Sebald would point out in vain that foreign service officers were only doing their duty in summarizing press views in their respective countries, without in any way taking sides. MacArthur was not mollified. “Have the State Depar
tment stop this criticism of the Occupation and SCAP!” When Shanghai newspapers launched a vicious attack on the American occupation in early 1948, MacArthur personally ordered Sebald to compile a lengthy press release in rebuttal, which he did—even though Sebald knew the stories were pure Communist propaganda and needed no answer.12
Yet nothing prepared MacArthur for the critical storm that broke out when an airplane bearing diplomat George Kennan and General Cortlandt Schuyler touched down at Haneda Airport on March 1, 1948.

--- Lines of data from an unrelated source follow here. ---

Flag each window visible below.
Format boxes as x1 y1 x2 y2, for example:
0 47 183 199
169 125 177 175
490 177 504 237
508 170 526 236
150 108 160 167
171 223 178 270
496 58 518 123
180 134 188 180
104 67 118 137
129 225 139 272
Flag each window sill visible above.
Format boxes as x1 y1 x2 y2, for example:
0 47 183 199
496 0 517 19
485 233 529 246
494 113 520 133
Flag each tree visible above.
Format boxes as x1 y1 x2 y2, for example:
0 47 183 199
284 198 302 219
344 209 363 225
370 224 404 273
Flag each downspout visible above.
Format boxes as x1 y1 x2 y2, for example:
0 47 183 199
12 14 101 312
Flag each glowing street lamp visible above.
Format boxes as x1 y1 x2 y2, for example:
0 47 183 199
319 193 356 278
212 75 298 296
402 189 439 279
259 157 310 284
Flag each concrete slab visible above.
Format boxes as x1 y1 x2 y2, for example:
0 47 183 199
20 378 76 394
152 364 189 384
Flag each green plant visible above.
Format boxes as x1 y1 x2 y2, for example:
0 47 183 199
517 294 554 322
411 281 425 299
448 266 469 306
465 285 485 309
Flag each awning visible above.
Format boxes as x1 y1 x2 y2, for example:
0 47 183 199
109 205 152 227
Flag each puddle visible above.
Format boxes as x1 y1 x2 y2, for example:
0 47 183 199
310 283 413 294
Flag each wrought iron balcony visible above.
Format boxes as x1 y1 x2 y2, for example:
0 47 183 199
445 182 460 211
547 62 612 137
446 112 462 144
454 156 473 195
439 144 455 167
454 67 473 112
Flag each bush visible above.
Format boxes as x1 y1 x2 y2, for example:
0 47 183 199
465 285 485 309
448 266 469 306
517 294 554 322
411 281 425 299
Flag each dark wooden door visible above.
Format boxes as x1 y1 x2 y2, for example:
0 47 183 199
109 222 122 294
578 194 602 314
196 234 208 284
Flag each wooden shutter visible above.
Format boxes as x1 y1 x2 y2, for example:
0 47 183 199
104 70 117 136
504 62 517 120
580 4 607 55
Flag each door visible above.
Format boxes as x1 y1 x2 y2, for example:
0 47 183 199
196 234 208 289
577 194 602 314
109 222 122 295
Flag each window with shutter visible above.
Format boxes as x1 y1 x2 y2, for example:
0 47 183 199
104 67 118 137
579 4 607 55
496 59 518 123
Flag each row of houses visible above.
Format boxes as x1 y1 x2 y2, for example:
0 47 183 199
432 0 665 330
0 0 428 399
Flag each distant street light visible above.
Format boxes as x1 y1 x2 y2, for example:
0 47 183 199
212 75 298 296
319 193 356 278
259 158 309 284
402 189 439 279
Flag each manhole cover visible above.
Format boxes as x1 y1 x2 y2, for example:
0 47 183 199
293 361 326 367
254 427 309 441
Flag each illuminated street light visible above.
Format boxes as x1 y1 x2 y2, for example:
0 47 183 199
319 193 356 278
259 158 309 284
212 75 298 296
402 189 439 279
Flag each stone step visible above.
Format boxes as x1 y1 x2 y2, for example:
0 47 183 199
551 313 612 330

Kennan was a key advisor to Acheson and Truman’s foreign policy team, and author of the 1947 article in Foreign Affairs that became known as “the Long Telegram,” which charted a bold new course for dealing with the Soviet Union in the growing Cold War, called containment. Kennan’s views on how to conduct a similar containment policy in the Far East were explicit. “We are greatly overextended” in the current model, he argued, and although he agreed with MacArthur that Japan and the Philippines should be “the cornerstones of a Pacific security system” conjoined with American interests, he disagreed strongly on how to accomplish it.
Kennan believed the steps MacArthur had taken to revive Japan’s economy had been too slow—and the limits he had imposed on its military potential too harsh. Like Germany, Japan needed to brought back to life as quickly as possible in order to help contain the Communist advance in both Europe and Asia. If that meant slowing its transformation into a fully democratic society, so be it.13
The attack on MacArthur’s democratizing policies had gotten started the previous year, first with the Newsweek article, then in September 1947 with a Policy Planning Staff secret document calling for a major change in Japan policy. The “idea of eliminating Japan as a military power for all time is changing,” it stated. “Now, because of Russia’s conduct, [the] goal is to develop Hirohito’s islands as a buffer state”—and a bulwark against Communism both politically and economically. MacArthur’s policies had made it more difficult to do both.